TR-DETR: Task-Reciprocal Transformer for Joint Moment Retrieval and Highlight Detection (AAAI 2024 Paper)
by Hao Sun* 1, Mingyao Zhou* 1, Wenjing Chen†2, Wei Xie†1
1 Central China Normal University, 2 Hubei University of Technology, * Equal Contribution, † Corresponding authors.
[Paper]
0. Clone this repo
1. Prepare datasets
QVHighlights : Download official feature files for QVHighlights dataset from Moment-DETR.
Download moment_detr_features.tar.gz (8GB), extract it under '../features' directory. You can change the data directory by modifying 'feat_root' in shell scripts under 'tr_detr/scripts/' directory.
tar -xf path/to/moment_detr_features.tar.gz
TVSum : Download feature files for TVSum dataset from UMT.
Download TVSum (69.1MB), and either extract it under '../features/tvsum/' directory or change 'feat_root' in TVSum shell files under 'tr_detr/scripts/tvsum/'.
2. Install dependencies. Python version 3.7 is required.
pip install -r requirements.txt
Requirements.txt also include other libraries. Will be cleaned up soon.
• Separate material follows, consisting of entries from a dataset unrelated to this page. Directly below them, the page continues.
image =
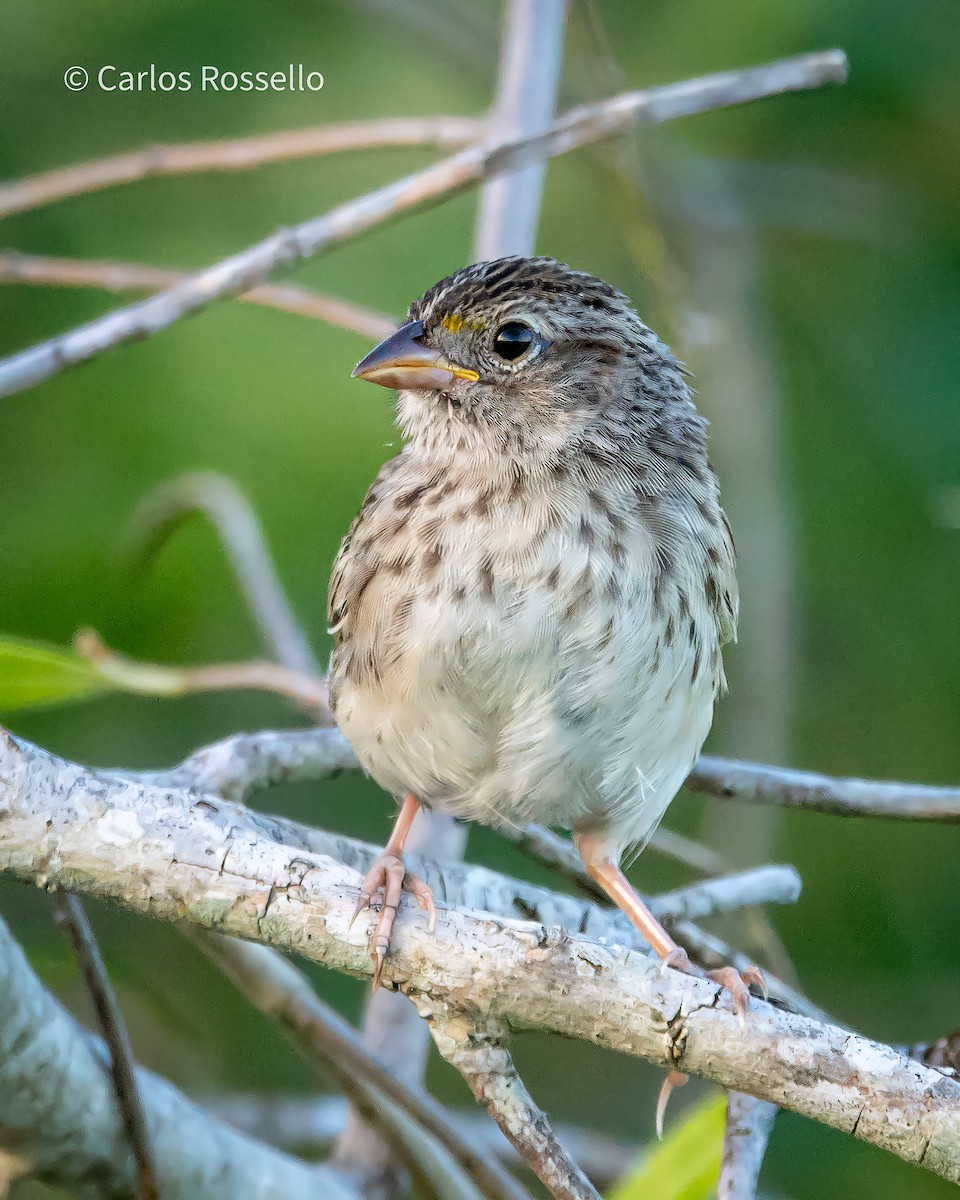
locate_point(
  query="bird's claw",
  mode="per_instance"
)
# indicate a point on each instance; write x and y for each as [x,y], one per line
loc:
[389,876]
[675,1079]
[677,960]
[738,985]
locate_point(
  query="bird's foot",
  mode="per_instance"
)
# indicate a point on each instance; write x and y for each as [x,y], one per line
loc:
[738,985]
[389,876]
[736,982]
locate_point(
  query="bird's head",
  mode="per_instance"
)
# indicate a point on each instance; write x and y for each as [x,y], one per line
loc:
[520,357]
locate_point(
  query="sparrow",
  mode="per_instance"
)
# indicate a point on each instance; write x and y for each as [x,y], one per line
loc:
[531,606]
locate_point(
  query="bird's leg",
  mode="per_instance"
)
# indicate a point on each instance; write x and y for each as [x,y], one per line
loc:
[389,874]
[594,850]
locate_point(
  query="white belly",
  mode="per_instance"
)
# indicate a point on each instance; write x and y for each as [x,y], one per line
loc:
[543,687]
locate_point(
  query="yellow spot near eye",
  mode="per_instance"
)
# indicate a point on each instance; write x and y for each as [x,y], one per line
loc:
[455,323]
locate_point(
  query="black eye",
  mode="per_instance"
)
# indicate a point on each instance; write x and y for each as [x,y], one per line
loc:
[513,340]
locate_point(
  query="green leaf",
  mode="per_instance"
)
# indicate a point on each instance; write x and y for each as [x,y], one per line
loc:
[687,1164]
[34,676]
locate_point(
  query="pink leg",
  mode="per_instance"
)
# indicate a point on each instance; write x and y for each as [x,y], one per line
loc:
[389,874]
[594,851]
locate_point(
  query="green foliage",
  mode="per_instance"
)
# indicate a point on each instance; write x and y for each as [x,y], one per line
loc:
[34,675]
[685,1165]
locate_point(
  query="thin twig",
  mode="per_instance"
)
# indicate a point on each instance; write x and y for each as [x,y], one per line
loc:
[277,988]
[179,856]
[150,679]
[749,1127]
[311,1125]
[531,54]
[114,276]
[70,912]
[481,1056]
[755,783]
[301,754]
[59,1117]
[729,893]
[235,154]
[450,177]
[241,535]
[552,850]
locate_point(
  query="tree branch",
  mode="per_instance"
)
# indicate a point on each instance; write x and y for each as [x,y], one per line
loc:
[311,754]
[187,857]
[234,155]
[481,1056]
[311,1125]
[759,784]
[58,1114]
[151,679]
[465,169]
[279,989]
[114,276]
[71,915]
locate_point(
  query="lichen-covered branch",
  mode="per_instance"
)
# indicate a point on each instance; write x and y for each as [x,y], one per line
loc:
[183,856]
[480,1054]
[469,167]
[59,1117]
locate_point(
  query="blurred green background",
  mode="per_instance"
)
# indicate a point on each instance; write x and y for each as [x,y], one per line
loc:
[802,252]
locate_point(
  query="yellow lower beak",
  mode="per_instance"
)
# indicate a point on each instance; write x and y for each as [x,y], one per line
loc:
[402,361]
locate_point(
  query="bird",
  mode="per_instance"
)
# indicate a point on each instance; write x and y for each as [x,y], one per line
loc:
[529,610]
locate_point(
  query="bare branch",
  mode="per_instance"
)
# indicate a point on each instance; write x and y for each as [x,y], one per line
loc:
[186,857]
[310,754]
[233,155]
[531,52]
[229,511]
[312,1123]
[114,276]
[71,915]
[749,1126]
[465,169]
[480,1054]
[759,784]
[526,95]
[730,893]
[150,679]
[280,990]
[58,1114]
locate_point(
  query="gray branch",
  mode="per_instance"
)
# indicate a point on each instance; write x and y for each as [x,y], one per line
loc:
[469,167]
[247,761]
[481,1056]
[312,1123]
[531,53]
[59,1117]
[181,856]
[759,784]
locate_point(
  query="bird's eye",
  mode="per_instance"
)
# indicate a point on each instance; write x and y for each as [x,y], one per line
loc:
[513,340]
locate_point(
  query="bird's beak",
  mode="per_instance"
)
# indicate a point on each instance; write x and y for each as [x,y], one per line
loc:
[402,361]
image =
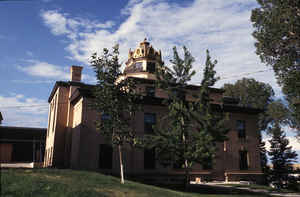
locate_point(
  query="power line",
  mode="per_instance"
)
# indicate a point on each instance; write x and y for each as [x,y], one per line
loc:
[245,74]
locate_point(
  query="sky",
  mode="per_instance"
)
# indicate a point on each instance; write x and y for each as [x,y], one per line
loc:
[41,39]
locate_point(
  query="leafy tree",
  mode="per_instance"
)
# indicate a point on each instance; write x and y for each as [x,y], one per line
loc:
[114,100]
[282,157]
[189,131]
[252,93]
[277,31]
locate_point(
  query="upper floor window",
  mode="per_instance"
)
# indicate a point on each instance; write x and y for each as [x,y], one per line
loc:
[149,122]
[178,94]
[138,65]
[150,91]
[244,160]
[208,165]
[241,128]
[151,67]
[105,116]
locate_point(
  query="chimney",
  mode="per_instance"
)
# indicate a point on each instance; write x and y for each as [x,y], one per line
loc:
[76,73]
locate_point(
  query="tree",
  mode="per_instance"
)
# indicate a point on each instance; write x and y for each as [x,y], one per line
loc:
[189,131]
[277,31]
[282,157]
[263,158]
[114,100]
[252,93]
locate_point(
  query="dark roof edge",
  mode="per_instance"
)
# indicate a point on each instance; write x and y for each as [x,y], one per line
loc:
[80,92]
[237,109]
[65,84]
[22,128]
[189,86]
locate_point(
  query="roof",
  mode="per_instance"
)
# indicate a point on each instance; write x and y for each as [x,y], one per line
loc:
[84,90]
[67,84]
[190,86]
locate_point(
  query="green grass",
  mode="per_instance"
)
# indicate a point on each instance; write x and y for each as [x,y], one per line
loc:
[71,183]
[264,187]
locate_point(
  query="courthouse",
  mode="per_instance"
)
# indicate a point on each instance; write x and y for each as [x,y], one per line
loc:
[72,140]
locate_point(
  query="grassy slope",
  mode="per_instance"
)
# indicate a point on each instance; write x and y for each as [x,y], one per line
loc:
[70,183]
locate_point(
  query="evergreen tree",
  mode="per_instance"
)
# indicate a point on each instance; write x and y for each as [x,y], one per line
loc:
[277,30]
[114,100]
[190,130]
[281,156]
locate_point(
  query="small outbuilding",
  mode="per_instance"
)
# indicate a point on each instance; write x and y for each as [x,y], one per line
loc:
[22,144]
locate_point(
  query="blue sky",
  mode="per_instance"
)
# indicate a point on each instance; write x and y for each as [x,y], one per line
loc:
[41,39]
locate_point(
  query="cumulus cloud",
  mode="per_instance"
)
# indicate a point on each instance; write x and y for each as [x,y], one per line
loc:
[223,27]
[19,110]
[45,70]
[293,142]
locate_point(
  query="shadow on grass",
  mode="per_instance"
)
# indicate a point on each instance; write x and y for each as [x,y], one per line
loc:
[211,189]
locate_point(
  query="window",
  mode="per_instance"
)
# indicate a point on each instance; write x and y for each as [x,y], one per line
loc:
[149,158]
[208,164]
[241,128]
[149,122]
[243,160]
[151,67]
[178,94]
[104,117]
[105,156]
[179,164]
[150,91]
[139,65]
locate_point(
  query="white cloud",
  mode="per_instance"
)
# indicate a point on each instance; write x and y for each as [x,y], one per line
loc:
[18,110]
[29,53]
[45,70]
[293,142]
[223,27]
[61,24]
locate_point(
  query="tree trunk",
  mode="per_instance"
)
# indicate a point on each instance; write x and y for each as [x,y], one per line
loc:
[121,164]
[187,175]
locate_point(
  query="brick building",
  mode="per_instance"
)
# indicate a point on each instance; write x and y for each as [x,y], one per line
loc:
[72,139]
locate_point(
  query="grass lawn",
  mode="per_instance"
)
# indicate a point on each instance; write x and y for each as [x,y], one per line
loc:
[254,186]
[71,183]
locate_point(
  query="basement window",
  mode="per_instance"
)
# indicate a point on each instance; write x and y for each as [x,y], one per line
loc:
[241,128]
[149,158]
[149,122]
[244,160]
[105,156]
[150,91]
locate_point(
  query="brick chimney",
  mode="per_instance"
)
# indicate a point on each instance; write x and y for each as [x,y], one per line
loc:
[76,73]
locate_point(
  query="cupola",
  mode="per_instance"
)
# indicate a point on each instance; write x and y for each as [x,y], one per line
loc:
[143,61]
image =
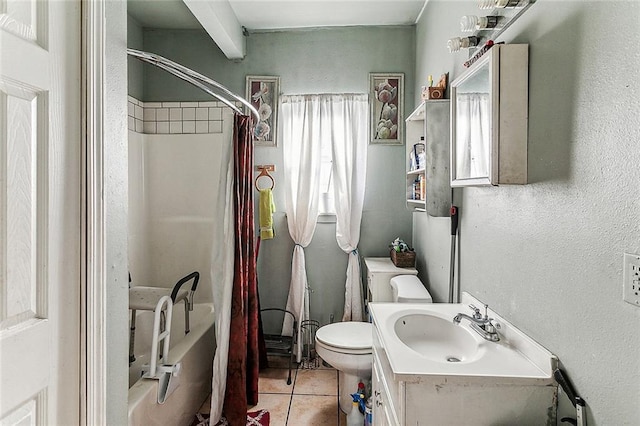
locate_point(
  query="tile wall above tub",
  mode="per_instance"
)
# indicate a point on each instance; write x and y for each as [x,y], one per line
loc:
[175,117]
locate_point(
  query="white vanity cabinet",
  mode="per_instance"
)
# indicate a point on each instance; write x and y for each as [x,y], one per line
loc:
[409,389]
[489,115]
[380,270]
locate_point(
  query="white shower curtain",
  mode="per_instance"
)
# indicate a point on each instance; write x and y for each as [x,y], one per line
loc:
[473,131]
[222,271]
[302,133]
[349,118]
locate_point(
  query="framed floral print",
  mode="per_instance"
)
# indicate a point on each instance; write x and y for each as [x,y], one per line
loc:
[262,93]
[386,99]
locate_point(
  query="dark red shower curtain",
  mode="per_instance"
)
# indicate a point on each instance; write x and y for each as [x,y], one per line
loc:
[242,370]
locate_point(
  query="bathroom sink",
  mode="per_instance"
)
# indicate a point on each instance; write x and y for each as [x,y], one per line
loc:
[422,339]
[436,338]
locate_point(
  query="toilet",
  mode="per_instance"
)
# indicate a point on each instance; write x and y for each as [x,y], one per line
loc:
[347,346]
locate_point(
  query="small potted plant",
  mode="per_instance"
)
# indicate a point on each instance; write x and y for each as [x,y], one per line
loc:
[402,255]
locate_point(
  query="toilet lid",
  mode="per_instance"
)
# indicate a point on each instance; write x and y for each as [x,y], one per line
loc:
[347,335]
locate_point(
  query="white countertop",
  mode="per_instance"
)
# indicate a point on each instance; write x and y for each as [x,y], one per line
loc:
[514,358]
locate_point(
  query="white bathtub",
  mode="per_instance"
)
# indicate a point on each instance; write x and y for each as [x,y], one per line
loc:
[194,351]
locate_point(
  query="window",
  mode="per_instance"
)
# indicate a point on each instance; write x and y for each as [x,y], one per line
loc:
[326,203]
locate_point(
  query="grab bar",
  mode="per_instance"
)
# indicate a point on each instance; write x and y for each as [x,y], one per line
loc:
[159,335]
[188,302]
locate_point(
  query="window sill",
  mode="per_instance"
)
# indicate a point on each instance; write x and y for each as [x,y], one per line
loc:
[326,218]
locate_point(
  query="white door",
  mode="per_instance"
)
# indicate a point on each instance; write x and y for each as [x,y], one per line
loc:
[40,137]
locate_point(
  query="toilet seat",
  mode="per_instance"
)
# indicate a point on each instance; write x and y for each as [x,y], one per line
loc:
[352,337]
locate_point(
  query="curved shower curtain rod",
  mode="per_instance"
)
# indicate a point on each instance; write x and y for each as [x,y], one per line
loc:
[198,80]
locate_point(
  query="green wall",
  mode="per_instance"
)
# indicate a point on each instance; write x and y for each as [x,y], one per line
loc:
[548,255]
[334,60]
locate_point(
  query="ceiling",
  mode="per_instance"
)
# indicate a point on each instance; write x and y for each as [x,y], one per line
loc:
[282,14]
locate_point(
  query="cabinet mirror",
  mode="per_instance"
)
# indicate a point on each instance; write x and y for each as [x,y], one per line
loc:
[489,119]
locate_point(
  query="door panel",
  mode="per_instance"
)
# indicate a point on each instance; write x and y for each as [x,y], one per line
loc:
[39,212]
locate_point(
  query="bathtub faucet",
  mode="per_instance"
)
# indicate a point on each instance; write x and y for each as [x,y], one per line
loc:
[483,325]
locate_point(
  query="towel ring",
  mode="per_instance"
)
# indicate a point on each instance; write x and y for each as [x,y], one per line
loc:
[265,173]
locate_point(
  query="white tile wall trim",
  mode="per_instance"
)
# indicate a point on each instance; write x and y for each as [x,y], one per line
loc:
[175,117]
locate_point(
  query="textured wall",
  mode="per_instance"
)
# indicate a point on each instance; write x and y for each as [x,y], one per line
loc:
[314,61]
[548,255]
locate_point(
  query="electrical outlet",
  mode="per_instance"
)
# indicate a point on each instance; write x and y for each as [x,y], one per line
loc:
[631,284]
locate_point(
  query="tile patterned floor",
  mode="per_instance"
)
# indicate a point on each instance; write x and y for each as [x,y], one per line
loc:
[310,400]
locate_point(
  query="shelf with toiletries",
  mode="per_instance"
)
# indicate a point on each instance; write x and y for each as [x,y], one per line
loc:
[427,175]
[494,17]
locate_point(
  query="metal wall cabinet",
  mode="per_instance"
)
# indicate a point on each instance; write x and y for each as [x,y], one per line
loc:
[489,115]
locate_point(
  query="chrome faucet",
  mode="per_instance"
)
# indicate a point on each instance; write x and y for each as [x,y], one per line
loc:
[483,325]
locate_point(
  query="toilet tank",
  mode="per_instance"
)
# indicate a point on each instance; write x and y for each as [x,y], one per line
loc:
[409,289]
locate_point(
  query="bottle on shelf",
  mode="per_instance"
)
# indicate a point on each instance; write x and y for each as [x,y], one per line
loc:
[502,4]
[470,23]
[457,43]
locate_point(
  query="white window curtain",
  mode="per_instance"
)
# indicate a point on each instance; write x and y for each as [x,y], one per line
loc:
[473,130]
[349,118]
[302,133]
[311,125]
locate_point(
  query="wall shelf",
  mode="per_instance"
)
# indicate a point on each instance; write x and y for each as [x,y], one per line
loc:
[429,124]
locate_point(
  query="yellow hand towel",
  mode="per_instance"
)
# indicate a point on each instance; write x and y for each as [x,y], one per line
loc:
[267,208]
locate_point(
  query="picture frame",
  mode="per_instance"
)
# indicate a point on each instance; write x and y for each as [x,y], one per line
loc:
[386,102]
[262,92]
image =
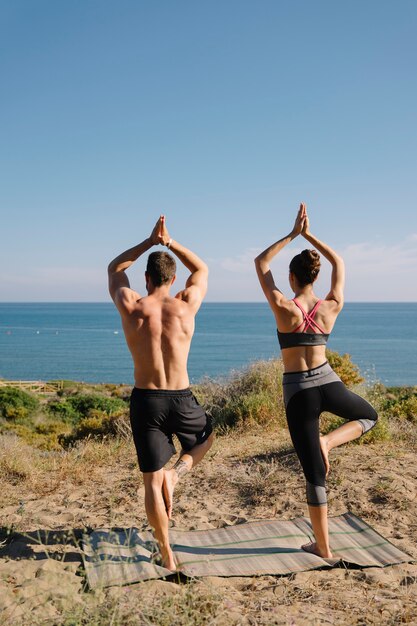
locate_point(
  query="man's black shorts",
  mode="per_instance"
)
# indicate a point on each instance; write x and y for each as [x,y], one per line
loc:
[157,414]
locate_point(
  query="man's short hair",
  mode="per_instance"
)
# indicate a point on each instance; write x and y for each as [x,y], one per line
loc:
[161,268]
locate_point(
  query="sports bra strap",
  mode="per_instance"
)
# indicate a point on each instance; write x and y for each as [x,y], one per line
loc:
[308,318]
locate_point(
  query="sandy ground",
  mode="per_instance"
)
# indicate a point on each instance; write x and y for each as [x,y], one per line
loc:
[244,477]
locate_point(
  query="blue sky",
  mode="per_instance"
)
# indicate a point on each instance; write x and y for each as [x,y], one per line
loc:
[223,115]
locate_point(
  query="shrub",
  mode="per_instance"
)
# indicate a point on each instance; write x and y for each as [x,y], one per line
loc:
[252,396]
[16,403]
[98,424]
[401,403]
[75,408]
[341,363]
[63,410]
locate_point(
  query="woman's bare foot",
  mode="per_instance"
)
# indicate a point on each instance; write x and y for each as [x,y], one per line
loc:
[167,558]
[313,548]
[324,447]
[168,486]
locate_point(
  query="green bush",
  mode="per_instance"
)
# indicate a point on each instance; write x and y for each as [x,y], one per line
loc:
[97,424]
[252,396]
[347,371]
[75,408]
[16,403]
[64,410]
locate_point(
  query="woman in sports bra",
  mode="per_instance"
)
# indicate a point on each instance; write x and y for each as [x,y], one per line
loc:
[310,385]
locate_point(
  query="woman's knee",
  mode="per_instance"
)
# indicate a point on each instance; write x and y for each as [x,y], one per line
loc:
[368,422]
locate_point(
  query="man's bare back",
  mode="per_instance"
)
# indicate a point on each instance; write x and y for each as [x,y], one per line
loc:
[158,333]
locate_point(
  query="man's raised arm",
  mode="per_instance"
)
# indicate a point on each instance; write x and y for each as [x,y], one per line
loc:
[119,286]
[196,284]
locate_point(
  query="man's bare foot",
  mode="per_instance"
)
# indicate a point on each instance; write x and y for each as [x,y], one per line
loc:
[168,486]
[312,548]
[168,560]
[324,447]
[165,558]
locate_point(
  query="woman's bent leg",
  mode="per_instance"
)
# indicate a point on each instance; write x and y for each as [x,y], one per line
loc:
[344,403]
[303,412]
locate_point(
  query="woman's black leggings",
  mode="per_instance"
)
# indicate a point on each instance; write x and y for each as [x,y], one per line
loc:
[306,396]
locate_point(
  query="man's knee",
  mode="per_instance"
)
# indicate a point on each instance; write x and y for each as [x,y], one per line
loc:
[369,421]
[153,480]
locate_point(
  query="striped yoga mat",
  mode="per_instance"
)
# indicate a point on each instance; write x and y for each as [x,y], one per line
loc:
[120,557]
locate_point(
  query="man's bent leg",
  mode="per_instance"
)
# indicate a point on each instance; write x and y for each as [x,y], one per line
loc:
[157,514]
[188,459]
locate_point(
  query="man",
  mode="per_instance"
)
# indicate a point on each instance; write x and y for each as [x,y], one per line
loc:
[158,330]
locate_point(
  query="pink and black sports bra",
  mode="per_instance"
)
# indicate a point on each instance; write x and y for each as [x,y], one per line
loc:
[304,338]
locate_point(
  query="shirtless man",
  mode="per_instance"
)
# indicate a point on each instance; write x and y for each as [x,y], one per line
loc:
[158,330]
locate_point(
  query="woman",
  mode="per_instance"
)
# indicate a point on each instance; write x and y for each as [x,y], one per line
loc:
[310,385]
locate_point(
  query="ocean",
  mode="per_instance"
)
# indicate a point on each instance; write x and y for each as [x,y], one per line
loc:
[85,342]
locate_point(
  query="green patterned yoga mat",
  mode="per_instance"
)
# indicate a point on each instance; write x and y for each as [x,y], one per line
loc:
[120,557]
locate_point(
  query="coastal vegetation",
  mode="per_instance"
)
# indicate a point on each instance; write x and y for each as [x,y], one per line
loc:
[250,398]
[68,463]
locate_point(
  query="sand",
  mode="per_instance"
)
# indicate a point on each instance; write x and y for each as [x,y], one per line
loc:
[246,476]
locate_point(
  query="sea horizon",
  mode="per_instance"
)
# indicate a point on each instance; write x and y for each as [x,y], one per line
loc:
[84,341]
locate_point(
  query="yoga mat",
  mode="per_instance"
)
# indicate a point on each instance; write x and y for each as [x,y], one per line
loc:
[124,556]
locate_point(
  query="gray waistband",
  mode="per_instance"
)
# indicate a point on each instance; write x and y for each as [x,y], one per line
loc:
[293,382]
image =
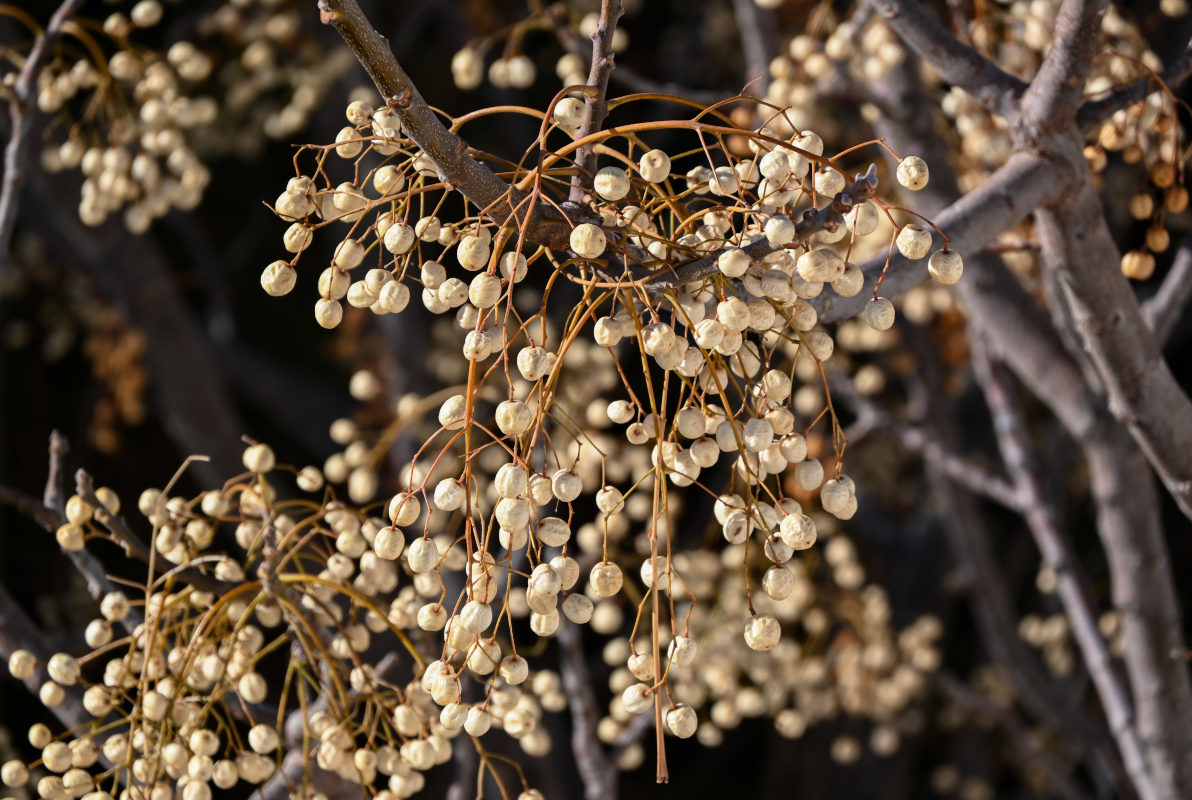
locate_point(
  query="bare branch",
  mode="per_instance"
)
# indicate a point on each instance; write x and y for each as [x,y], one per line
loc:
[1142,392]
[1024,739]
[974,477]
[753,25]
[132,545]
[1059,556]
[18,632]
[23,107]
[597,774]
[53,497]
[1024,183]
[1050,103]
[1094,112]
[1163,310]
[595,101]
[956,63]
[813,221]
[1131,533]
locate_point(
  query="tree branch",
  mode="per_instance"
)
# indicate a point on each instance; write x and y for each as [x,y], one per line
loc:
[23,109]
[1162,311]
[597,774]
[1094,112]
[595,101]
[1057,554]
[483,187]
[1050,103]
[1024,183]
[922,441]
[1142,392]
[956,63]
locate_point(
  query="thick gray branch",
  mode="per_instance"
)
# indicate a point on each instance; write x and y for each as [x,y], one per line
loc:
[1054,95]
[956,63]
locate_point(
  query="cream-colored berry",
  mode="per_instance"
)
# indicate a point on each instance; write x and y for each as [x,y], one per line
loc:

For anaconda setup, please refer to the official Moment-DETR github.
Training with (only video) and (video + audio) can be executed by running the shell below:
bash tr_detr/scripts/train.sh
bash tr_detr/scripts/train_audio.sh
Best validation accuracy is yielded at the last epoch.
Once the model is trained, hl_val_submission.jsonl
and hl_test_submission.jsonl
can be yielded by running inference.sh.
bash tr_detr/scripts/inference.sh results/{direc}/model_best.ckpt 'val'
bash tr_detr/scripts/inference.sh results/{direc}/model_best.ckpt 'test'
where direc
is the path to the saved checkpoint.
For more details for submission, check standalone_eval/README.md.
Training with (only video) and (video + audio) can be executed by running the shell below:
bash tr_detr/scripts/tvsum/train_tvsum.sh
bash tr_detr/scripts/tvsum/train_tvsum_audio.sh
Best results are stored in 'results_[domain_name]/best_metric.jsonl'.
Cite TR-DETR (TR-DETR: Task-Reciprocal Transformer for Joint Moment Retrieval and Highlight Detection)
If you find this repository useful, please use the following entry for citation.
@inproceedings{sun_zhou2024tr,
title={Tr-detr: Task-reciprocal transformer for joint moment retrieval and highlight detection},
author={Sun, Hao and Zhou, Mingyao and Chen, Wenjing and Xie, Wei},
booktitle={Proceedings of the AAAI Conference on Artificial Intelligence},
volume={38},
number={5},
pages={4998--5007},
year={2024}
}
The annotation files and many parts of the implementations are borrowed Moment-DETR and QD-DETR. Following, our codes are also under MIT license.